You Became Part of Home
My dear Nurse Davison*
Excuse me. I cannot address you by any other name. Remember you? I should think I do. Do you remember the night Warnie and I came home very late and got into trouble and were sent to bed without supper, and you brought us in bread and jam in our little room--opposite my father's bedroom? Do you remember the night you went to the Mikado with Warnie and I wasn't allowed to go? Do you remember the first night before my poor mother's operation when you both sat and talked about operations and I said 'Well you are gloomy people.' And now it has all happened again with my father. I thought of you a lot during his illness and wished you could have been with him. He constantly mentioned you and your photo has been on the mantel piece at Little Lea for a great many years.

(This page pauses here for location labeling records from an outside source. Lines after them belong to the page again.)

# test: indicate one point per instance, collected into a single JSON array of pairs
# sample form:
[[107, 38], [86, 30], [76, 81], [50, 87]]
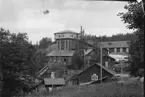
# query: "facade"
[[86, 75], [65, 47], [116, 47]]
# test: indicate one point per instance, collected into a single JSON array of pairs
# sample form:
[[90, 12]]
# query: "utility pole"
[[101, 65]]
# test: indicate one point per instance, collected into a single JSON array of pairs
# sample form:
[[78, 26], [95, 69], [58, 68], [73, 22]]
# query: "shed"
[[85, 75]]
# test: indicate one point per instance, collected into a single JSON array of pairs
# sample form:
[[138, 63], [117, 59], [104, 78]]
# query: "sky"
[[96, 17]]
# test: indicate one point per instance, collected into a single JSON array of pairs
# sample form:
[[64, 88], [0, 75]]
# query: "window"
[[66, 45], [94, 77], [58, 44], [62, 45], [118, 49], [124, 49], [111, 50]]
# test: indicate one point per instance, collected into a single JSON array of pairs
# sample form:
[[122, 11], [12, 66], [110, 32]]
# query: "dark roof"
[[114, 44], [56, 81], [108, 70], [66, 31], [61, 53]]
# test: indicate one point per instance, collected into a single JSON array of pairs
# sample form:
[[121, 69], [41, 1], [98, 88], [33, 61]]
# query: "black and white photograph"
[[72, 48]]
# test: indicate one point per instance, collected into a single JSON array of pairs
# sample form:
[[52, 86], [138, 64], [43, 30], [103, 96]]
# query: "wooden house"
[[85, 75]]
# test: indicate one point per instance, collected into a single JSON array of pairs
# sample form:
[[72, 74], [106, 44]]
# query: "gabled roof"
[[114, 44], [61, 53], [87, 51], [56, 81]]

Thank you for your sympathy. I thought I had perhaps got a bit used to people I cared for dying while I was at the front, but it doesn't seem to make much difference. He was such a very strong personality and had been the background of my life for so long that I can hardly believe its all over. One keeps on thinking 'I must tell him that' when some little episode happens, and then [one] remembers. I suppose we get used to these changes in time. Thanks awfully for writing. It is really comforting to be taken back to those old days. The time during which you were with my mother--and I remember that much better than my own little operation--seemed very long to a child and you became part of home. We must try to meet when I'm in Ireland again. Probably we have often passed each other in the street without knowing.
Yours very sincerely
Jack Lewis
~C.S. Lewis, letter to A. M. Davison, Sept. 29, 1929, The Collected Letters of C.S. Lewis: Volume III (2007)
*A. M. Davison was the senior of the two nurses in charge of Lewis's mother, Flora, during her final illness. Flora died on August 23, 1908.